Maddy Elene Photos

Maddy Elene Photos
photo cred: Maddy Elene Photos

Friday, May 17, 2013

Are We There Yet?

I feel like a kid again, sitting in the backseat of a car on the long 12 hour drive between Arkansas and Georgia that I used to take a few times a year. I still make that trip once a year but it's not as bad now that I can drive myself and I'm in control of pit stops, the radio and the windows. Here I am 1 day shy of 37 weeks pregnant and ready to meet this little guy. Who am I kidding? I am ready to not be pregnant anymore too. This has been a much easier pregnancy than my pregnancy with Mattie and I've enjoyed it a lot more. My feet have only recently started to swell, but not nearly as much as they did with M. I am huge though. I keep getting sympathetic looks from random women in the grocery store. A man "jokingly" asked me if I am having twins and I not so jokingly eyeballed his fork and thought about stabbing him with it. Our regular cashiers at Kroger and Publix have both told me labor will happen within the next week. I'm using The Secret and asking the universe to please get a move on. The universe decided to play a joke on me and I've spilled an entire cup of water on myself everyday the last 3 days. Not what I had in mind when I hoped my water would break. Silly universe.

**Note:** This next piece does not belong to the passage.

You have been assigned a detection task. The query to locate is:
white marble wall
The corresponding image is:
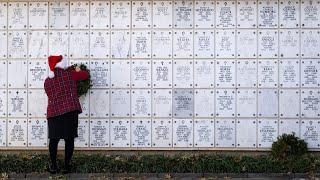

So what does my doctor think, you know the professional. She thinks it could be anytime. As of today I'm 50% effaced and 1cm dilated. That's progress compared to my pregnancy with M. He's definitely head down and in position. They keep going back and forth over whether they think M's brother will be as large as she was. M was 8lbs 15oz and 21 inches long. At this point, their guess is that J is 7-7.5lbs and they're telling me to expect anywhere between 8 & 9lbs. I look huge, and she said by looking at me you would think I'm having a 10lb baby which explains the sympathetic looks. My doctor gave me a few as well. She thinks he's just laying at an awkward angle and hogging every inch of room that he has and fighting for more instead of just curling up. That might explain the new stretch marks too, and the awful looking belly button. I have a belly button phobia anyway. You can laugh if you want but it's a real life problem, google says it's called Omphalophobia. I'm not alone people!! I might join a support group. My belly button is turning inside out though and it grosses me out so much that I can't look at it. Sometimes I will be laying back in bed relaxing and my shirt will raise up over the top of my belly and that creepy little belly button will poke out and I'll glance down and see it. Just sitting there. Staring right at me. I have to cover it immediately. It's like when you catch a sketchy looking guy looking at you and you just know he's thinking about what it would be like to tie you up in his basement and you sort of snarl and look away but can't help but look back to see if he's still looking and of course he is so you get up an leave before he grabs you. The only thing that would freak me out more is if my belly button had a basement.

I get heartburn everyday. This is the first time in my life that I've ever had heartburn. Ryan gets heartburn on the regular and I've never taken it seriously so I know this is payback and he's loving it. I wake up every hour or hour and a half to pee. J is getting so heavy that he crushes my hip bone at night. I try to roll over to the other side and he rolls with me, putting his weight on the other hip bone. By the time I wake up in the morning both hip bones are so sore I feel like I can't get up. At this rate I might need hip replacement surgery by the time I'm 30. He also like to rub his head against my left hip bone like a bear scratching it's back on a tree or a deer scrapping it's antlers on a tree. Not a good feeling. Poor trees! Poor hip bone! On the plus side, my skin looks great. I'm glowing according to old women I meet while out running errands. Want to know my secret? Sweat! I'm so hot and sweaty that today, while my doctor was swabbing me for the strep b test, she asked if my water broke or if I was just that sweaty. I'm just that sweaty.

I shouldn't complain though. I'm almost there. I just can't wait to meet J and hold him and squeeze him.